The novelty of behaviour change ideas and practices tends to give them something of a contemporary feel. In this context it is easy to overlook the complex and contested history of this movement. Two books that I recently started to read promise to offer some valuable insights into the scientific and political histories of the behaviour change movement. The first is Richard Thaler’s roguishly entitled MisBehaving: A History of Behavioural Economics  (W.W. Norton and Company). This volume offers a personal history of the science of behavioural economics from the perspective of one of its most influential figures.


The second book is David Halpern’s Inside the Nudge Unit: How Small Changes Can Make a Big Difference (W.H. Allen). This volume provides an insider’s account of the development and inner workings of the world’s most prominent nudge unit. When added to Cass Sunstein’s Simpler: The Future of Government  (Simon & Schuster), these volumes collectively constitute an important record of the rising influence of the behavioural sciences on public policy from those who have been most instrumental to the process.
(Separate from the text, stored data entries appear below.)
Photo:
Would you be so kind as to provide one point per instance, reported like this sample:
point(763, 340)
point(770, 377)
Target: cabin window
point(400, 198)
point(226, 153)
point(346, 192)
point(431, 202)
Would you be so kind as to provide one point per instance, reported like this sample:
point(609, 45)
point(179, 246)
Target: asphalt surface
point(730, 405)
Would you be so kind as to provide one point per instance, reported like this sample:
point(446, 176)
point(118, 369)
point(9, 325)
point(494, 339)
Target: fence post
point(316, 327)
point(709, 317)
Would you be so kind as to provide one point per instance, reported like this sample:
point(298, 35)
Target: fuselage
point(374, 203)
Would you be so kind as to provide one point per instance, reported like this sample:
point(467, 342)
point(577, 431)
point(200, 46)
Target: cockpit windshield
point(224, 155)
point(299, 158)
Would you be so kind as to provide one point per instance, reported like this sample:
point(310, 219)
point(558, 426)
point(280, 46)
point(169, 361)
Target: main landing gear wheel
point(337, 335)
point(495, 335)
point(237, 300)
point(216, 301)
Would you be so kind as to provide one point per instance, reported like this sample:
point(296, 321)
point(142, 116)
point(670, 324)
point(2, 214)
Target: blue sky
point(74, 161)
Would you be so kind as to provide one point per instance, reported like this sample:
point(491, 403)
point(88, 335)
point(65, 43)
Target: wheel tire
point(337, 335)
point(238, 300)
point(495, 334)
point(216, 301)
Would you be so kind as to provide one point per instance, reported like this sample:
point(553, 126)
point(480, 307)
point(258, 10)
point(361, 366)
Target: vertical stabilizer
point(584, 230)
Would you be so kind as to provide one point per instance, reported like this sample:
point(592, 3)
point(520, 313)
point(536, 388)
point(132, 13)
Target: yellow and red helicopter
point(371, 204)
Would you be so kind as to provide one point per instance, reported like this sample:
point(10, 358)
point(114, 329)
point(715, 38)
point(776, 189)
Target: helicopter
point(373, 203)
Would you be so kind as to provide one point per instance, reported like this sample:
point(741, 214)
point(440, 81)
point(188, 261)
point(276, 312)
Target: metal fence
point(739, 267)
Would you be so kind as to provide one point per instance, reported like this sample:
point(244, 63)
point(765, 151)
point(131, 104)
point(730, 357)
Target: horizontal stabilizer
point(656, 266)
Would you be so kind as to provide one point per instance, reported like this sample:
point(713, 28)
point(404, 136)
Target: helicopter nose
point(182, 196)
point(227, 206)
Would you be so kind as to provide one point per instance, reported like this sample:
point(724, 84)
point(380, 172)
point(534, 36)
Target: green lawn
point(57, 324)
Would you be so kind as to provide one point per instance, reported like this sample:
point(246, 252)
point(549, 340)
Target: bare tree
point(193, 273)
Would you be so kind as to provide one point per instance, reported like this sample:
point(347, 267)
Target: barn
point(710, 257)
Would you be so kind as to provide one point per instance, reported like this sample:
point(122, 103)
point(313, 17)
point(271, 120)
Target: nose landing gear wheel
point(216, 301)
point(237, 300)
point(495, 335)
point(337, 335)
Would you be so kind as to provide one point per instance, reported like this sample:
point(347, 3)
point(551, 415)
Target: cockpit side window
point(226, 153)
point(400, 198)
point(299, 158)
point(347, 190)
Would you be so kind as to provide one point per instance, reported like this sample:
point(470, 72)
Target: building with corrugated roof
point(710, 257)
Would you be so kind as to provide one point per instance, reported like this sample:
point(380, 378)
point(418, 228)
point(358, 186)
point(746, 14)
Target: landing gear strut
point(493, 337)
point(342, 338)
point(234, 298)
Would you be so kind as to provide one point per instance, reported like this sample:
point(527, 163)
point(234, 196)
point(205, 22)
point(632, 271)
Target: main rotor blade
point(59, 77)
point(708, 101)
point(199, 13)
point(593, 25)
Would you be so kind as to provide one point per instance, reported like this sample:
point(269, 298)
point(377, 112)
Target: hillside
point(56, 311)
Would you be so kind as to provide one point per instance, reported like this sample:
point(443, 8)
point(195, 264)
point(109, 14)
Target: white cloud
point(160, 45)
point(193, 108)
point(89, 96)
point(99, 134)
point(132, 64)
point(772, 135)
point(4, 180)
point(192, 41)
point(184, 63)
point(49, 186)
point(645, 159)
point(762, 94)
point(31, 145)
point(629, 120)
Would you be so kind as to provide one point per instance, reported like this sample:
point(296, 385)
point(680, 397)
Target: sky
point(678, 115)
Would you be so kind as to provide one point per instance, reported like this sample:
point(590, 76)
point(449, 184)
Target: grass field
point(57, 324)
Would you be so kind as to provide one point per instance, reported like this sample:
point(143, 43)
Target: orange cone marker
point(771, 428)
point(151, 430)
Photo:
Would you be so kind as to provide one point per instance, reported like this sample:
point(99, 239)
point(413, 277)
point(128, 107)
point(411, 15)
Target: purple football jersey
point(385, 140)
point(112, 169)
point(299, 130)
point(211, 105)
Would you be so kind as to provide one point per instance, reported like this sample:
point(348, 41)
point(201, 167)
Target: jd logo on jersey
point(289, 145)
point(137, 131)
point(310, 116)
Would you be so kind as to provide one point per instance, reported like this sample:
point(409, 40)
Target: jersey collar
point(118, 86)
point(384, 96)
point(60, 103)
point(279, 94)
While each of these volumes has an understandably celebratory feel, when combined with more critical histories of the rise of psychologically-oriented state practices, they provide new opportunities to understand the contingent factors that have led to rise of this new force within government. In this context, they can help to illuminate the potential that exist for developing other systems and styles of government that are based upon more nuanced, emotionally centred understandings of the human condition.